KumarajivaSan-lun Sect is called to be the classical school, as it is inherited from Madhyamika School in India. This sect may be traced back to Lokakshema, who was the great translator in Han Dynasty, and was generally regarded as the founder of Mahayana Buddhism in China. However, this sect was first introduced and founded by another great translator Kumarajiva (344-413 AD), who translated the Three Shastras, and spread its doctrines in China.

This sect was later organized by Master Tao-sheng (360-434 AD), and instituted by Master Chia-hsiang. During Sui Dynasty, Master Chih-tsang ( 吉藏 ) wrote commentaries on the shastras, this sect was more popular. The patriarchs also included The Commentary on Mahaprajna Paramita Sutra ( 大智度論 ) in addition to the Three Shastras, as the principal text. Sometimes, the four shastras are sometimes called the Four Shastras for San-lun Sect.

This sect declined after the rise of Fa-hsiang ( 法相宗 ) Sect, but was later revived by Suryaprabhsa, an Indian monk who arrived in China in 679 AD. When Chan Sect spread widely in later Tang Dynasty, this sect faded out gradually.

59.3.   Principal Text

By its name, the principal text of this sect are the Three Shastra:

  1. Madhyamika-karikas Shastra ( 中觀論 ) or simply Madhyamika Shastra ( 中論 ), or Middle Treatise, written by Nagarjuna.
  2. Dvadasanikaya Shastra ( 十二門論 ) or Twelve Gate Treatise, written by Nagarjuna.
  3. Shatashastra ( 百論 ) or One Hundred Verses Treatise, written by Aryadeva.

All three shastras were translated into Chinese by Kumarajiva.

The first two were written by Nagarjuna who elaborated the meaning of emptiness in the teaching of Middle Way, the essence of the Prajna teaching of Shakyamuni Buddha.

The third one was written by Aryadeva.

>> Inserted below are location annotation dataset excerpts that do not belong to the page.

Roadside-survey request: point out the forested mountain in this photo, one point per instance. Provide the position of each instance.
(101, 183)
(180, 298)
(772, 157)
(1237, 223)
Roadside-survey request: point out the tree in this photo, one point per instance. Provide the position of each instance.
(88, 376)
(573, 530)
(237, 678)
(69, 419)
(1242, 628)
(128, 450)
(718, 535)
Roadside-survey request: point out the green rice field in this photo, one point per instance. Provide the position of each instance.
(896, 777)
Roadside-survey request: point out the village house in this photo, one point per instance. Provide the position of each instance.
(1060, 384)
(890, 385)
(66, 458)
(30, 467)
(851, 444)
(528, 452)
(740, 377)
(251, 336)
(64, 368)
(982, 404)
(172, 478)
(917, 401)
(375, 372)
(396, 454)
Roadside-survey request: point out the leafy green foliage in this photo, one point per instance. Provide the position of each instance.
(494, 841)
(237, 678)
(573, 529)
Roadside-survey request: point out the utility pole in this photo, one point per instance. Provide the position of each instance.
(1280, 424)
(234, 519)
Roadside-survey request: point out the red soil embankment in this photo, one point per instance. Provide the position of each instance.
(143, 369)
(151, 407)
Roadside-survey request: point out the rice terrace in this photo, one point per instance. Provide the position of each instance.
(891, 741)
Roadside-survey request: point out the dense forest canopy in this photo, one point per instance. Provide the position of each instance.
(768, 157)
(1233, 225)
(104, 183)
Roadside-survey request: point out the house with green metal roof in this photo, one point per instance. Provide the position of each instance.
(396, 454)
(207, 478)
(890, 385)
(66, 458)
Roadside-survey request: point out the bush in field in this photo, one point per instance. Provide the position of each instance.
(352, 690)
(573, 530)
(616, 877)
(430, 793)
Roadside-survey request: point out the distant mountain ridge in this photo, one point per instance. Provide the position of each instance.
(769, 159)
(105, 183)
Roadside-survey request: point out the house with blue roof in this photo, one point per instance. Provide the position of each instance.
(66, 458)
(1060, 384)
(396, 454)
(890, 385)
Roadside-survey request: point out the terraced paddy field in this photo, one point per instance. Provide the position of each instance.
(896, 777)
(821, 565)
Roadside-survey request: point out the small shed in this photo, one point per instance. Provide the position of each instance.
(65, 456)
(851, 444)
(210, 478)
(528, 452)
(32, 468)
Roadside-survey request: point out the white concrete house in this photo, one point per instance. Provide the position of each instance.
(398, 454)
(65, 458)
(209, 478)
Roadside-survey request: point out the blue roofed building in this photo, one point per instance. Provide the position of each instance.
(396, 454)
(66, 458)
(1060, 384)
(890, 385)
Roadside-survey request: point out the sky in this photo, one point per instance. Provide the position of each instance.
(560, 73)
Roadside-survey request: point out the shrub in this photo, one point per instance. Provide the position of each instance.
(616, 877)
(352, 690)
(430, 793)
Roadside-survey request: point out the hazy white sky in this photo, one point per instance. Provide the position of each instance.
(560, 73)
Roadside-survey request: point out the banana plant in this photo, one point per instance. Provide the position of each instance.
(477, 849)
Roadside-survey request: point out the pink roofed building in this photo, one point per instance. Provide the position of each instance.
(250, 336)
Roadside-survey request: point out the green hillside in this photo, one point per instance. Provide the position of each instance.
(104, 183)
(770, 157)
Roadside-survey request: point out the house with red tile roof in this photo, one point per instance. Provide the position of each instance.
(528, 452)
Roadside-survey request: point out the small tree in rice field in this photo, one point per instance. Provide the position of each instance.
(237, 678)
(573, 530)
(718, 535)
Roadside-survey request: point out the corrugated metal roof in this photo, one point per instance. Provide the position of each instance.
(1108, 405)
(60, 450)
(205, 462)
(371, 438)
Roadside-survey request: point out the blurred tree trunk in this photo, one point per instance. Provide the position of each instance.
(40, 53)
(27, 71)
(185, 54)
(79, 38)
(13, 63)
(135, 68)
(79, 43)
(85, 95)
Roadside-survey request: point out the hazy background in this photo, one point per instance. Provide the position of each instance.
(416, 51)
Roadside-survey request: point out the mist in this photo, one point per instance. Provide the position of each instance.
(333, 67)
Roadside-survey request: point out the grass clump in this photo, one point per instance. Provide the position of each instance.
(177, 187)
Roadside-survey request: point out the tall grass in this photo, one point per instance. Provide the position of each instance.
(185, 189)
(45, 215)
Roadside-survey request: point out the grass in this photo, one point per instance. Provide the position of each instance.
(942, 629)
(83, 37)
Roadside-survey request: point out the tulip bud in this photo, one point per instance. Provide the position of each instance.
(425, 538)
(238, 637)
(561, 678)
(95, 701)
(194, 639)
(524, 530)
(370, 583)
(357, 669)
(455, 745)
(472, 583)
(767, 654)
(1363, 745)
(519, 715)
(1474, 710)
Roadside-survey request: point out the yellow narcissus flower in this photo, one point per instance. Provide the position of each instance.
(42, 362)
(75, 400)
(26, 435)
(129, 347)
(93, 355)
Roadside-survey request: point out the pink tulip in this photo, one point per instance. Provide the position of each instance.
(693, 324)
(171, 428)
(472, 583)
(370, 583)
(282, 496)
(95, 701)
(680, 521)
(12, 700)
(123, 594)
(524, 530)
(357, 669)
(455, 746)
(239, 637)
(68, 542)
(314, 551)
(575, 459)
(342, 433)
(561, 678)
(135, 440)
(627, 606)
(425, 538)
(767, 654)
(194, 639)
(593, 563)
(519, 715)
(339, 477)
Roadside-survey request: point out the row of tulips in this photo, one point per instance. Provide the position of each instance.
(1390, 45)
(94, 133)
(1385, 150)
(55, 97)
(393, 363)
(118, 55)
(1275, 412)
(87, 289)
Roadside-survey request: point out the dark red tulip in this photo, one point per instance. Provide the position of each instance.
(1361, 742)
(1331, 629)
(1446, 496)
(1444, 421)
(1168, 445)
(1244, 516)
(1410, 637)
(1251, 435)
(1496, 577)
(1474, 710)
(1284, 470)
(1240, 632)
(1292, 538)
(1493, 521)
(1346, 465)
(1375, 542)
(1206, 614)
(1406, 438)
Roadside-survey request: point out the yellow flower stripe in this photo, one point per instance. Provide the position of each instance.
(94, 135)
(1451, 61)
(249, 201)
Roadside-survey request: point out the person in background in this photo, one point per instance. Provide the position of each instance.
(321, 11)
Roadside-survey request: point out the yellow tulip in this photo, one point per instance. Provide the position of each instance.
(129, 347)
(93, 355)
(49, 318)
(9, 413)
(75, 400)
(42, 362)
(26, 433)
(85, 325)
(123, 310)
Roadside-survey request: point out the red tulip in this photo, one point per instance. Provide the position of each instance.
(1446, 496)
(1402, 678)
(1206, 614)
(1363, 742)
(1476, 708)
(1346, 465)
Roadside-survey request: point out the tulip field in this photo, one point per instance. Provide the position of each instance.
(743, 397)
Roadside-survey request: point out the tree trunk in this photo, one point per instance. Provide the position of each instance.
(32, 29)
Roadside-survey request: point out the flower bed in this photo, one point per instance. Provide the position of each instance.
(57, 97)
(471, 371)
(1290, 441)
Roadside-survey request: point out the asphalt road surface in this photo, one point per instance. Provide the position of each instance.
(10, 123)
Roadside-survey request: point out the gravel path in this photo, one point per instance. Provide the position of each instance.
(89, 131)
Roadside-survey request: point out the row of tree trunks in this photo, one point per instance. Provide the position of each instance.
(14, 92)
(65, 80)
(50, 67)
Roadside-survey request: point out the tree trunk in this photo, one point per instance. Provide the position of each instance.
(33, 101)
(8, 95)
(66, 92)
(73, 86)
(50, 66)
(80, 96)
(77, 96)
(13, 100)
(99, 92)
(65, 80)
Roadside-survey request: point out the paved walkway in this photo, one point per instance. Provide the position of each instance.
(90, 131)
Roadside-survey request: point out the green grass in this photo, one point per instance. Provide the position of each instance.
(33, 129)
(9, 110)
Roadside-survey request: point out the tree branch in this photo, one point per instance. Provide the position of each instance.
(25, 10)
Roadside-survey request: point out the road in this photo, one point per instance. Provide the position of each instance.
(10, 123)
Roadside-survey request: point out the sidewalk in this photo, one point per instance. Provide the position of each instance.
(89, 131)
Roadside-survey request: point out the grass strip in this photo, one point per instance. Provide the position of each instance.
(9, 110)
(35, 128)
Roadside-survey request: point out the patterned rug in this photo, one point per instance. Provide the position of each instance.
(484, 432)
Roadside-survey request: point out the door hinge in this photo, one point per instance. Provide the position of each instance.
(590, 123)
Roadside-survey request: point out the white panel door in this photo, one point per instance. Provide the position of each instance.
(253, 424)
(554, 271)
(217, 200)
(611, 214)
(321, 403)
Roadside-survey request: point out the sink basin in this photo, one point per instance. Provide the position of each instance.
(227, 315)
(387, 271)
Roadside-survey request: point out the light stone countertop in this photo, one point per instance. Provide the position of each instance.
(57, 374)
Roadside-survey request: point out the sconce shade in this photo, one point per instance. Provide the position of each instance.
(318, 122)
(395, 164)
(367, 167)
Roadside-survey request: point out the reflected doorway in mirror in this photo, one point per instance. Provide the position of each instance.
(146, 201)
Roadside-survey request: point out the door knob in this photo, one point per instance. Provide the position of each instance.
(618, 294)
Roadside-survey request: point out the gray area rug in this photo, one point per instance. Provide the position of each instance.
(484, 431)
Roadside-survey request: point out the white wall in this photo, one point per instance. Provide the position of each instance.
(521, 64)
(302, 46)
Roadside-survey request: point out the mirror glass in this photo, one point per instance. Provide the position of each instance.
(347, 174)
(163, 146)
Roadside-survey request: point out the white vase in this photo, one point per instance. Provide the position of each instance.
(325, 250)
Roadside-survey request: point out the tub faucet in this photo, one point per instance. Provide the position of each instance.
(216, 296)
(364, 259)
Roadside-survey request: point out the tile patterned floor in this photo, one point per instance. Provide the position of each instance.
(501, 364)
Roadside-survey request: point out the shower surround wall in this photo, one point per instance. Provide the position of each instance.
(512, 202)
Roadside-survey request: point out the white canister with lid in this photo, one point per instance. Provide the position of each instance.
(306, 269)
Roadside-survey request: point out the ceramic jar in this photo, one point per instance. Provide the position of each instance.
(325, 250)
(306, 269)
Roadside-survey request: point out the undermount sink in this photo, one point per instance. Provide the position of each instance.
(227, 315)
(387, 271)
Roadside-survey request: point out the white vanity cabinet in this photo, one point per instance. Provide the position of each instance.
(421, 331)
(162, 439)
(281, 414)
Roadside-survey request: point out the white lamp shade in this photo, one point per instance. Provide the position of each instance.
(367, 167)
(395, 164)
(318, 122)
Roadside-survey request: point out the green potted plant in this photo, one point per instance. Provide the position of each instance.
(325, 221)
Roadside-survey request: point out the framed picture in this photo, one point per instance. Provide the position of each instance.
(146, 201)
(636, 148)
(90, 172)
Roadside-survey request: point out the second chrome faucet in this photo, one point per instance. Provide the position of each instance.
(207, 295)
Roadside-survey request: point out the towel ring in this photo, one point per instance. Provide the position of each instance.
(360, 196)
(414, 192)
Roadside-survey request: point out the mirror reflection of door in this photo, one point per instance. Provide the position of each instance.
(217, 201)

He was the follower of Nagarjuna, who put forward all the arguments against Hinayana.

In Sui Dynasty, The Commentary on the Mahaprajna Paramita Sutra was also included in the study of this sect.

59.4.   Its Classification of Buddhism

The masters of San-lun Sect classified the Buddha’s teaching into Two Baskets and Three Teachings.

Two Baskets are:

  1. Sound-hearer Basket, i.e. Hinayana, such as Agama.
  2. Bodhisattva Basket, i.e. Mahayana, such as Avatamsaka Sutra.

Three Teachings are:

  1. Fundamental Dharma Wheel – just after the Enlightenment of the Buddha, he preached for the Bodhisattva, i.e. Avatamasaka Sutra. It is the fundamental teaching of all Dharmas, thus the teaching of One Vehicle.
  2. Branch Dharma Wheel – as it is difficult to understand the profound teaching of One Vehicle, Shakyamuni preached Agama, Prajna, Vaipulya teachings to his disciples. They are called branches as they are derived from the fundamental one.
  3. Conclusive Dharma Wheel – it refers to the preaching of the Lotus Sutra, in which it declares that Three Vehicles converge to One Buddha Vehicle.

59.5.   Basic Doctrine

The characteristic of the teaching in San-lun Sect is no-mark and no-attachment.

By the time of Nagarjuna, they criticized and rejected almost all other teachings:

  1. The false view of heterodox – there are 96 kinds of heterodox, such as views on false cause and false effect, views on no cause and no effect, views on no cause but having effect, view on having causes but no effect, etc.
  2. Attachment to All-existence as advocated by Adhidhrama – They criticized of the real existence of all Dharmas, thus the Four Noble Truths as advocated in Adhidhrama-kosa. They said the devotees of Ahdidharma did not understand the wonderful aim of the Buddha’s teaching, just like to see the finger, not the moon that the finger points at.
  3. Attachment to Emptiness as advocated by Satyasiddhi – They criticized of the attachment of emptiness as there exists non-emptiness with respect of emptiness.
  4. Attachment as advocated by Mahayana Buddhism – They disputed that there had no substantial attainment in Buddhahood, though the devotees in Mahayana could benefit themselves and also benefit others.

In order to rectify these false views, the practitioner should understand the doctrines of the Double Truths and the Eight Negations in Middle Way.